Il graduale passaggio alle nuove APP è evidenziato dall’uso che della applicazione viene fatto per organizzare incontri/eventi e gestirne la partecipazione. WhatsApp viene percepito come strumento più personale e amicale di quanto non sia un muro aperto al pubblico del libro delle facce.
I giovani delle nuove generazioni sembranbo essere diventati maggiormente coscienti della importanza di difendere il proprio profilo e la propria immagine online. Il ricorso ad applicazioni come WtahsApp permette di condividere foto e immagini su canali di comunicazione privati e più protetti.
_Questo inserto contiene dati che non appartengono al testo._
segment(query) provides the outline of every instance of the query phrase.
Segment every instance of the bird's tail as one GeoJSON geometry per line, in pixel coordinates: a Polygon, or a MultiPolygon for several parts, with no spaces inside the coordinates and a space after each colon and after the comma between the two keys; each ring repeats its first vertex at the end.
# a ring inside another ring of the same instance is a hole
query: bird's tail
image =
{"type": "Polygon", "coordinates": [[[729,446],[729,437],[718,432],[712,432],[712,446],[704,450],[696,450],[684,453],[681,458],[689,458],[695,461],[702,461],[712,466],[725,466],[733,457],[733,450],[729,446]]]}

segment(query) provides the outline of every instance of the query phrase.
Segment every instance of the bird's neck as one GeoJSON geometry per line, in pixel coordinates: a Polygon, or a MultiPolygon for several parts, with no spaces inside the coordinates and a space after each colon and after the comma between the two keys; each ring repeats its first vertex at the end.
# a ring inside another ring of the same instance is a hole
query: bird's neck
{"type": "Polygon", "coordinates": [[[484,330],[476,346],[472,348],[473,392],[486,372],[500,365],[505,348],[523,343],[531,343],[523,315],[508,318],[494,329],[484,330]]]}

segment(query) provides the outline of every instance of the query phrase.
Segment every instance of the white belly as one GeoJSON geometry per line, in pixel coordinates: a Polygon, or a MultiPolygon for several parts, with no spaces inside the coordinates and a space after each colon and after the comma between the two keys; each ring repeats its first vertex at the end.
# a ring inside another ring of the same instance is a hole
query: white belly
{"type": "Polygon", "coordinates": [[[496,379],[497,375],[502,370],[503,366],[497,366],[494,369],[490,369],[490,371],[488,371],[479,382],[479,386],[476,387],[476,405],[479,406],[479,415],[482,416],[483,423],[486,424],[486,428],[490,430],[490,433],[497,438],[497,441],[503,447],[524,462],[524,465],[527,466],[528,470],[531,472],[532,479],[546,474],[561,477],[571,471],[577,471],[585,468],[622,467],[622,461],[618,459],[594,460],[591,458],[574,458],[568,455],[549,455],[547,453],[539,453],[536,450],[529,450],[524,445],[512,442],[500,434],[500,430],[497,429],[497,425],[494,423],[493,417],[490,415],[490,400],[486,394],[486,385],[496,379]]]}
Non è un caso che per la condivisione di foto i teenager ricorrano sempre più spesso ad una applicazione come Snapchat che permette di condividere la fotografia ma la cancella dopo pochi secondi che è stata vista. Un servizio perfetto per ragazzini a cui piace scherzare tra loro, anche con l’invio di fotografie più o meno provocanti o sexy ma che non amano lasciarle in circolazione per sempre nel mondo vasto e digitale della rete.
La migrazione da Facebook alle APP avviene anche perché esse stanno arricchendo il panorama di servizi e funzionalità offerte. In pratica non servono solo per conversare e chattare ma si stanno trasformando a loro volta in strumenti di social networking e vita comunitaria e sociale. Le applicazioni disponibili sono sempre più numerose e usate da centinaia di milioni di utenti. C’è la sud coreana KakaoTalk, la cinese WeChat e la giapponese LINE, la canadese Kik e la emericana Tango. Queste applicazioni sono costruite su robusti modelli di business. Non sono generalmente inflazionate da inserzioni pubblicitarie ma offrono sempre nuovi servizi a pagamento per il download/uso di video giochi, di sticker, di musica ed altro ancora. Sono dei social network veri e propri che prevedono profili personali e pagine per comunicare e condividere contenuti ma hanno modalità di funzionamento più consona e vicina al modo con cui funzionano le reti sociali e le comunità di persone e di pratiche nella vita reale. Questa loro specificità spiega anche perché per il momento sono applicazioni contestuali alla geografia nella quale sono nate e perché facciano fatica ad espandersi al di fuori di essa. Unica eccezione è WhatsApp che è ormai usata su scala planetaria. Una eccezione anche nel volere mantenere il proprio focus sulla semplice comunicazione.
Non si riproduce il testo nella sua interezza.